Why would I think I could be safe here?
That's when it hit me. And it hit me so hard that I dropped to the floor in a smooth heap.
The world was no longer safe for me because Bella would not be in it.
It wouldn't matter where we moved next: Ithaca, Ireland, Istanbul. Wherever I was would be a foreign, alien place full of meaningless faces and hollow encounters because Bella would not be there. And she would never be there.
Not because I was a vampire. Not because I belonged to a family of vampires. Not because she'd been bitten by a vampire. But because I was the kind of man who wanted to protect her and refused to let her make choices that could kill her. And in her book, that attitude spelled disrespect.
"A deal-breaker," she'd called it.
I ran my hands through my hair and gripped with such force that a few strands fell into my lap. A potent swirl of anger, heartache, and futility swelled to a stormy pitch, and I knew I was going under.

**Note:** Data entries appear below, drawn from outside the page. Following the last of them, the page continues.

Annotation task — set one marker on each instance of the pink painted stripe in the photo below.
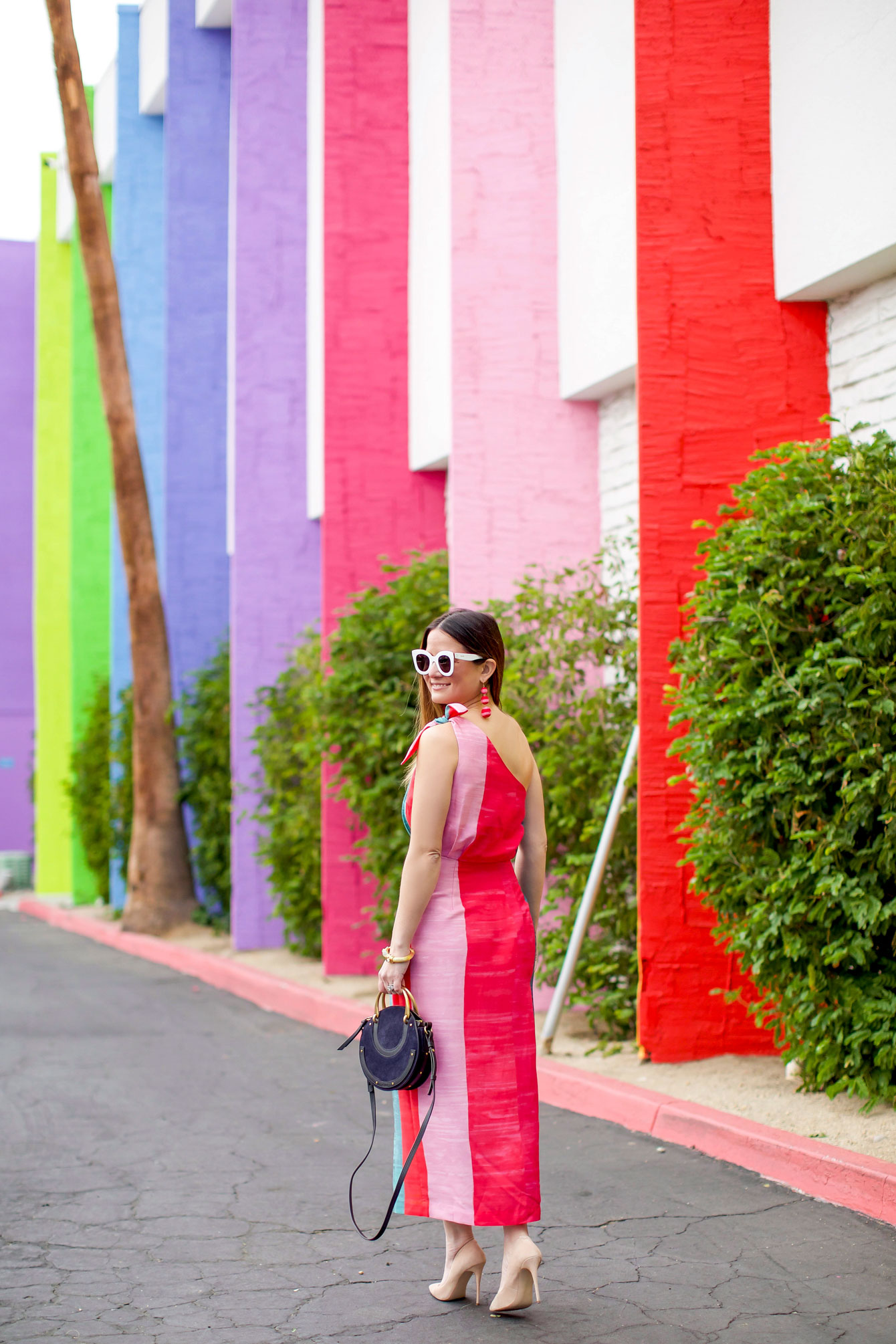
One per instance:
(824, 1171)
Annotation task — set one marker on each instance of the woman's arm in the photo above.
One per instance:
(531, 855)
(437, 758)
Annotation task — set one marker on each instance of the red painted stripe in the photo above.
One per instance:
(723, 370)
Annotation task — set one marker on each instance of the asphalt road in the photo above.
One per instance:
(175, 1165)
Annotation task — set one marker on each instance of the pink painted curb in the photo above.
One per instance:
(820, 1169)
(302, 1003)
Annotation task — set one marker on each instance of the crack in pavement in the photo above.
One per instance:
(156, 1190)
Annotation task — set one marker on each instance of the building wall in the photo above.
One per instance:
(90, 528)
(17, 562)
(861, 356)
(723, 370)
(833, 124)
(274, 585)
(594, 98)
(374, 504)
(619, 464)
(197, 169)
(524, 464)
(53, 549)
(140, 263)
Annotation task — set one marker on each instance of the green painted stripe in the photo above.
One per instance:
(90, 527)
(53, 549)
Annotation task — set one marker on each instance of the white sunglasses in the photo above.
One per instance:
(443, 663)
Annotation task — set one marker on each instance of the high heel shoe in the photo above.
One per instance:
(468, 1260)
(519, 1280)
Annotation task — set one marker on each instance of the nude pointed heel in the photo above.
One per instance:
(469, 1261)
(516, 1293)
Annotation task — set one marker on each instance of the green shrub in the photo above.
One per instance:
(203, 733)
(571, 683)
(89, 786)
(121, 776)
(788, 699)
(289, 745)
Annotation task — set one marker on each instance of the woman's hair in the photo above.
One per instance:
(480, 633)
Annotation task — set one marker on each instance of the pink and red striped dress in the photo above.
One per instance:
(472, 979)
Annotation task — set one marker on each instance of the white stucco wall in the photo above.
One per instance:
(214, 14)
(833, 129)
(429, 294)
(619, 464)
(861, 356)
(65, 199)
(154, 55)
(105, 121)
(594, 97)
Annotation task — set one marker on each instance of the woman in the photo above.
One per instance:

So lost was I in my sea of sadness that I didn't hear her come in until she'd closed the door behind her. She had never done anything like this before, and it was a testament to my anguish that I permitted her to do so. My emotions had always been private, my varying hells of a solitary nature. But today, this time, she would not allow it.
She gingerly approached me, her thoughts kind and benevolently brief.
Edward, let it out.
I was already rocking by the time she joined me on the floor. And as Esme wrapped herself completely around me, holding me in her strong maternal grip, I gave myself over to the mounting torment and let the first of the tearless sobs rip me apart.